January 19, 2006 at 6:01 am
How do you approach eliminating a cursor for "batch" inserting correlated items, when the parent item uses an identity as PK (for example, inserting a batch of orders and the corresponding orderItems)?
I have two approaches, but neither is very ellegant:
Another approach is with the help of triggers, but I'm not very fond of using triggers
January 19, 2006 at 6:24 am
You can almost always eliminate a cursor by using a WHILE loop.
In a case like this I've used a temp table for the parent item and create a identity column, get the next identity value from the parent table and start your identity there. Then it's just a couple of insert statements to populate your parent and child data.
January 19, 2006 at 7:26 am
That's the kind of processing that I want to avoid (row by row). I'm looking for set-based solutions/approaches.
January 19, 2006 at 7:33 am
I'm sorry I didn't read your answer carefully. That approach is similar to the first one that I described.
The reason I think it isn't very elegant, it's because you must lock the parent table (not allowing any inserts that use up the identity values) or use dbcc to reset the identity to another value.

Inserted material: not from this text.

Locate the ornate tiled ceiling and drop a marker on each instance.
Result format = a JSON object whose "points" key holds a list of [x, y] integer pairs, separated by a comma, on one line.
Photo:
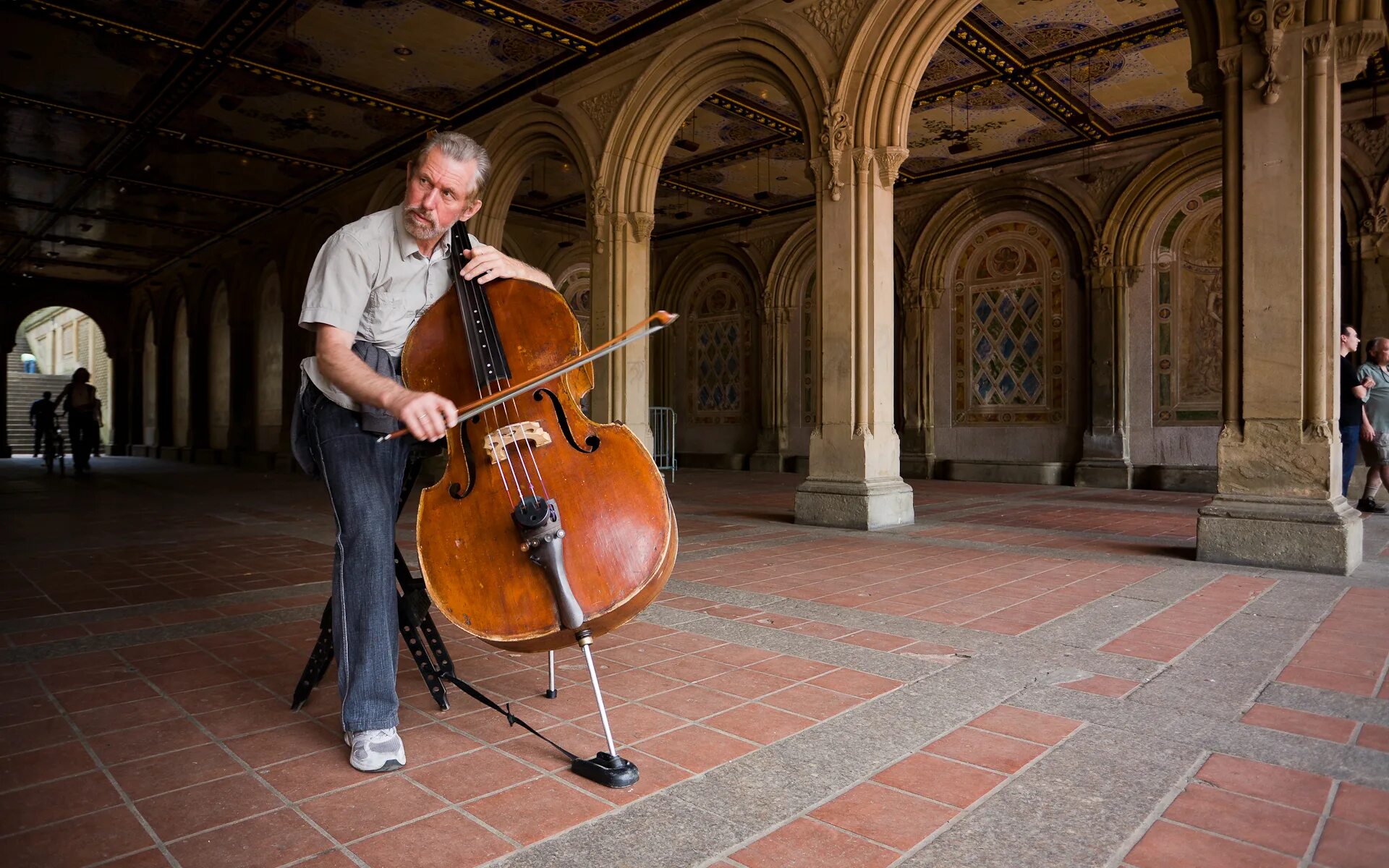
{"points": [[135, 132]]}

Then, you must enable identity insert on the table, and meanwhile, you cannot allow inserts (from an application) on the table, because of the identity insert.
January 20, 2006 at 4:51 am
Something like this would probably work
create a table to store a record (unique index so only one allowed) to prevent two people inserting records via sp.
i.e if exists(select * from tblLocks where tablename = 'mytable')
raiserror its locked
else
insert Lock record
if @@error !=0 return
shift identity key x records on
identity insert on
insert records
identity insert off
delete from tblLock where name = 'mytable'
return new ids
Phil Nicholas
January 20, 2006 at 5:01 am
Is it possible to reliably shift the identity key? I normally use DBCC CHECKIDENT (table, RESEED, value), but it's a bit of a hack, and difficult to catch any error.
Because of that, I tried the second approach (insert a new key column in the parent table, an AK, so that I can get the identity key and relate the parent and child table records, based on the AK). The problem with this approach is the need to add a new column to the schema (not always a problem).
January 20, 2006 at 5:08 am
Thinking about it if you are inserting in a batch wouldn't sql server allocate a batch of keys, so you only need the recordcount and the scope identity? Have you played around with multiple concurrant batch inserts?
Phil Nicholas
January 20, 2006 at 5:26 am
I haven't thought of that. As scope identity returns just a value, I put it aside, but with the record count, maybe I can work around it.